Container ship captain charged for transporting Singapore armoured troop carriers without a licence
An investigation by Hong Kong customs authorities found the Singapore government was not responsible for the incident
The captain of the container ship that transported nine Singapore military vehicles to Hong Kong from Taiwan in November was formally charged on Friday morning.
In his first court appearance, mainland ship master Pan Xuejun, 39, was charged with one count of importing strategic commodities without the necessary licence.
Prosecutors alleged that Pan’s vessel carried into Hong Kong nine vehicles designed or modified for military use under a sea waybill, but did not have an import licence issued by the director general of trade and industry.
The nine Terrex armoured troop carriers, which were bound for Singapore from the Taiwanese port of Kaohsiung after a military training exercise, was the biggest impounding of strategic commodities in Hong Kong in two decades.
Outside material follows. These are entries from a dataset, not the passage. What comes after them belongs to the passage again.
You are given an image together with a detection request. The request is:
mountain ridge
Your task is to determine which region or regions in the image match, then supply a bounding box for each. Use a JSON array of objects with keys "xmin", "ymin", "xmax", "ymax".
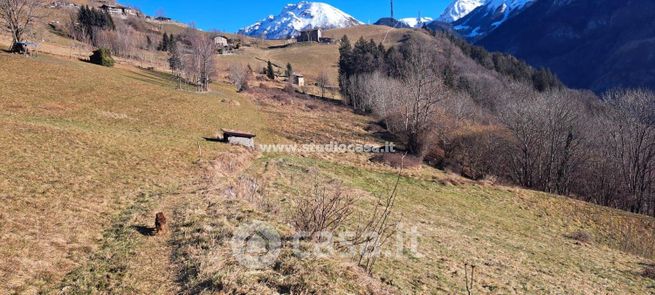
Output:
[
  {"xmin": 239, "ymin": 1, "xmax": 362, "ymax": 39},
  {"xmin": 438, "ymin": 0, "xmax": 485, "ymax": 22},
  {"xmin": 449, "ymin": 0, "xmax": 536, "ymax": 40},
  {"xmin": 478, "ymin": 0, "xmax": 655, "ymax": 92}
]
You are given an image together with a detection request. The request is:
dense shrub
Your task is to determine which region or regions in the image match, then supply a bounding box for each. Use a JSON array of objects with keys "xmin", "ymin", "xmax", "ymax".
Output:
[
  {"xmin": 89, "ymin": 48, "xmax": 115, "ymax": 67},
  {"xmin": 444, "ymin": 31, "xmax": 563, "ymax": 92}
]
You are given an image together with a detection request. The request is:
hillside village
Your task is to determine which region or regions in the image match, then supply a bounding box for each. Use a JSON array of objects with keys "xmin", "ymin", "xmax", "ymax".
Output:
[{"xmin": 1, "ymin": 0, "xmax": 655, "ymax": 294}]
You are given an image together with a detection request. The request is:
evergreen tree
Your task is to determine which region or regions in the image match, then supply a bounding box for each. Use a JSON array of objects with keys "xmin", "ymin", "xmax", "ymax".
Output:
[
  {"xmin": 167, "ymin": 34, "xmax": 175, "ymax": 52},
  {"xmin": 350, "ymin": 37, "xmax": 378, "ymax": 75},
  {"xmin": 532, "ymin": 68, "xmax": 561, "ymax": 92},
  {"xmin": 338, "ymin": 35, "xmax": 353, "ymax": 92},
  {"xmin": 76, "ymin": 6, "xmax": 114, "ymax": 40},
  {"xmin": 159, "ymin": 33, "xmax": 169, "ymax": 51},
  {"xmin": 285, "ymin": 63, "xmax": 293, "ymax": 77},
  {"xmin": 384, "ymin": 46, "xmax": 404, "ymax": 78},
  {"xmin": 168, "ymin": 41, "xmax": 183, "ymax": 88},
  {"xmin": 377, "ymin": 43, "xmax": 386, "ymax": 59},
  {"xmin": 266, "ymin": 60, "xmax": 275, "ymax": 79},
  {"xmin": 102, "ymin": 9, "xmax": 115, "ymax": 30}
]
The captain was not required to enter a plea before acting principal magistrate So Wai-tak and was released on bail of HK$50,000 with his case adjourned to May 19, when the case will be transferred to the District Court.
Assistant director of public prosecutions Bianca Cheng said prosecutors were planning to combine Pan’s case with that of another defendant.
She did not say who the other defendant was, but the government has said it would prosecute the shipping company, APL.
It comes after a spokesman for the Hong Kong customs department said on Wednesday that investigations had unearthed sufficient evidence to prove a breach of the strategic control system.
The incident was widely seen as a warning from Beijing over the ongoing military ties between Singapore and Taiwan – which China considers a renegade province.
Beijing said it hoped Singapore had “learned a lesson” from the incident, and urged the city state to respect the one-China policy.
In January, Singapore Defence Minister Ng Eng Hen said the Lion City’s military had learned a lesson from the saga.
After completing its investigation into the incident in January, the Hong Kong customs department concluded that the Singapore government was not responsible.
Under Hong Kong’s Import and Export Ordinance, a licence is required to ship any strategic commodities. The maximum penalty for failing to obtain a licence is an unlimited fine and seven years imprisonment.